S’écri-er/-Re – 2015

Avant-Propos

Rien n’est pire que de parler de soi, car on se connaît et qu’il est impossible de se cacher. Alors on fait des avant-propos et on se justifie.

La mise en place d’une écriture auto-fictive a été digne de moi : méthodique, pleine de détours et toujours trop rapide. J’ai d’abord commencé par un premier texte court, davantage tourné sur la pulsion – mortifère – et une sensation poétisée pour appréhender l’introspection. « Thanatos fait du tricot » est un titre que je voulais en décalage de son thème sombre, alliant l’élément de la pulsion et la métaphore du temps qui file, de la texture de la chair en tissu, jusqu’à la manipulation qu’est le symbole de la marionnette, personnage en jeu/je.

Je parle d’introspection car il s’agit de pénétrer dans la faille biographique et de la faire objet, sujet. D’apprivoiser un Je qui prendra sa propre existence en main. « L’amertume » est l’écrit principal qui résulte de ce workshop. J’ai conservé le phrasé poétisé qui est un outil nécessaire pour moi à la distanciation personnelle afin que la fiction puisse se laisser paraître. Le texte est la mise en scène d’un trauma de vie, l’absence et la désertion d’une mère, et la culpabilité d’une enfant en colère.

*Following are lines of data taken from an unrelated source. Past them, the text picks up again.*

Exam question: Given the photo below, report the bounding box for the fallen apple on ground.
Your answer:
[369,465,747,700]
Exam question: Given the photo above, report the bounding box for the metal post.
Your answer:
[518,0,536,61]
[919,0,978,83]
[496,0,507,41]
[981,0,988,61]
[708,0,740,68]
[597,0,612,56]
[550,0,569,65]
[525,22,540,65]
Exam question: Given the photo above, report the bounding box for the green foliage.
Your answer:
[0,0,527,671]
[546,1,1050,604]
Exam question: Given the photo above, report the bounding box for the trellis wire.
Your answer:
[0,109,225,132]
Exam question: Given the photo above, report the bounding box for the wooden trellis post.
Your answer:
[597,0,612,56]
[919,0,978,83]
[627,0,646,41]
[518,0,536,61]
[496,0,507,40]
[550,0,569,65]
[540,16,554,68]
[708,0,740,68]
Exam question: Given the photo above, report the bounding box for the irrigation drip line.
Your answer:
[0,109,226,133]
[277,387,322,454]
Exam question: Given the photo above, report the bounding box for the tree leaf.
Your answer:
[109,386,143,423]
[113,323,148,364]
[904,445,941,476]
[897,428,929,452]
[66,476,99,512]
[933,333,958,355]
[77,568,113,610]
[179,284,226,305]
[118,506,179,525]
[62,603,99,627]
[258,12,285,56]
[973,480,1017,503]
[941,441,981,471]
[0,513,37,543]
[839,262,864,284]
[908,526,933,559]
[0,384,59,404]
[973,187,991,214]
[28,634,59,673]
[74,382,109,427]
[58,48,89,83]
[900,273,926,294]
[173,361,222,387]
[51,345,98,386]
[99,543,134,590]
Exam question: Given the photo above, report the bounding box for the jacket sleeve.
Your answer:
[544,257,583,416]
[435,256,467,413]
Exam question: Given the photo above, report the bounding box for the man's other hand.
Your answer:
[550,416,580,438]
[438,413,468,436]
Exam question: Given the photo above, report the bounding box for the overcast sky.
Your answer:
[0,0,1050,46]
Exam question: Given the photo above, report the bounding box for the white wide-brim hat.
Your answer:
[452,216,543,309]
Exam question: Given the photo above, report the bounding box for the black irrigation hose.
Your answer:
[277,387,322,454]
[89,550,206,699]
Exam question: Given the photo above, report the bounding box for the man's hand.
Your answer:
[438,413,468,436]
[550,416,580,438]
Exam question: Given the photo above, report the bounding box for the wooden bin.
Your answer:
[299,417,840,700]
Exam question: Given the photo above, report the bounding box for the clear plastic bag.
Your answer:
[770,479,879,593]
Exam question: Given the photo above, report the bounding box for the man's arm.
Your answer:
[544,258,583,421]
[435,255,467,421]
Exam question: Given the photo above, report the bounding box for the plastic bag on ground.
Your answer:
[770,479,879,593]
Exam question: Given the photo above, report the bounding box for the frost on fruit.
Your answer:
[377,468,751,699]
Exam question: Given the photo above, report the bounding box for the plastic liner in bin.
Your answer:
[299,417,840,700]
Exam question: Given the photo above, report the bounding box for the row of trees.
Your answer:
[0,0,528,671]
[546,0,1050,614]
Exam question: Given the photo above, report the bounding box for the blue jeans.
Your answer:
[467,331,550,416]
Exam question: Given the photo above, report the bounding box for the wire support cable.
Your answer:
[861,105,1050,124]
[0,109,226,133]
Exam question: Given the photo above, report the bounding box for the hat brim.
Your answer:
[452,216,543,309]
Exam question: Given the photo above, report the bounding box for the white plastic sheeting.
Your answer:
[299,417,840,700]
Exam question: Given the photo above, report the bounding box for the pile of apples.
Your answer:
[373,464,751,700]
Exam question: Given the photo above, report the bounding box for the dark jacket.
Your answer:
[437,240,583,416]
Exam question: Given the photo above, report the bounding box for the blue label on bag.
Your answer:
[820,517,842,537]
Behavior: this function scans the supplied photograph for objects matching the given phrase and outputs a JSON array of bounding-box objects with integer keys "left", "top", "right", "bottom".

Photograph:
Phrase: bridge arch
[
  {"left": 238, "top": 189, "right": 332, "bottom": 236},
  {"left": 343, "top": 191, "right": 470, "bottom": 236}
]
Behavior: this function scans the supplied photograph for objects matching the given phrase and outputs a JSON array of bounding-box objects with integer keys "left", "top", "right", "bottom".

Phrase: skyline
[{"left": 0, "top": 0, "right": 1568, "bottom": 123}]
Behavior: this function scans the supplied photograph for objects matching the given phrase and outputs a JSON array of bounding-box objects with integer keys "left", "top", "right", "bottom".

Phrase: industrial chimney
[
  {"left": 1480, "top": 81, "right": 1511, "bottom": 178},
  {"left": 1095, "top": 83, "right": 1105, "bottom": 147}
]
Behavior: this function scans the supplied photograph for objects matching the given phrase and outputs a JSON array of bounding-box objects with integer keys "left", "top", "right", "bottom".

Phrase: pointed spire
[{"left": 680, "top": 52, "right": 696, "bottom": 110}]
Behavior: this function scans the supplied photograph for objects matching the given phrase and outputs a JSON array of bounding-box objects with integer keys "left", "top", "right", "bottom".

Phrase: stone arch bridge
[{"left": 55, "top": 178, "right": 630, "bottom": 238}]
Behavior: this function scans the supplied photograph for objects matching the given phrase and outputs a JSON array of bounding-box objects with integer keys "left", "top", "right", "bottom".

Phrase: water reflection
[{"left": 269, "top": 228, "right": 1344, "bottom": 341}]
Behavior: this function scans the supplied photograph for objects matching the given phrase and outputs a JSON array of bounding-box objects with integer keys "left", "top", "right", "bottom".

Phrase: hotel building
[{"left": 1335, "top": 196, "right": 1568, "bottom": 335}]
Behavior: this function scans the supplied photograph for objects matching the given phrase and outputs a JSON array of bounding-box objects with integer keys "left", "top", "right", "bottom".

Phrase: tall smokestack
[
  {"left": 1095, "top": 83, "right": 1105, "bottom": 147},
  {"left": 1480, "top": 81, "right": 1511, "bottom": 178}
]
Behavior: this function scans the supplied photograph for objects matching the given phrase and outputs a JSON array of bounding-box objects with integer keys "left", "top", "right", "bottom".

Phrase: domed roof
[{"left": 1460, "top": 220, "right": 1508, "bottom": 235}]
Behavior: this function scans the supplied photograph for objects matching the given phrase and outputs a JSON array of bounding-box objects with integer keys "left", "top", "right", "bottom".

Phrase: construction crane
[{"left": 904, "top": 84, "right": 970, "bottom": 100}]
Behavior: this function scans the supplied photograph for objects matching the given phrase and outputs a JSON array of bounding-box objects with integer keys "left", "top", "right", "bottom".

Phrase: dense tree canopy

Je retiendrai de l’exercice le risque à la fois enrichissant et intense dans ce que produit la promiscuité de l’intime et de la rigueur. C’est à dire façonner un Je en dehors de soi, sans s’occulter. Une parade d’écriture qui oblige au lâcher prise, à se défaire de soi et se maintenir debout pour coucher la pensée. Je retiens le partage et la confiance de chacun d’entre nous, les émotions partagées sous nos oreilles bienveillantes.

*

1/ Thanatos fait du tricot

Le temps file et mes nerfs sont en pelote. Une heure que je tripote les tresses d’une écharpe écarlate.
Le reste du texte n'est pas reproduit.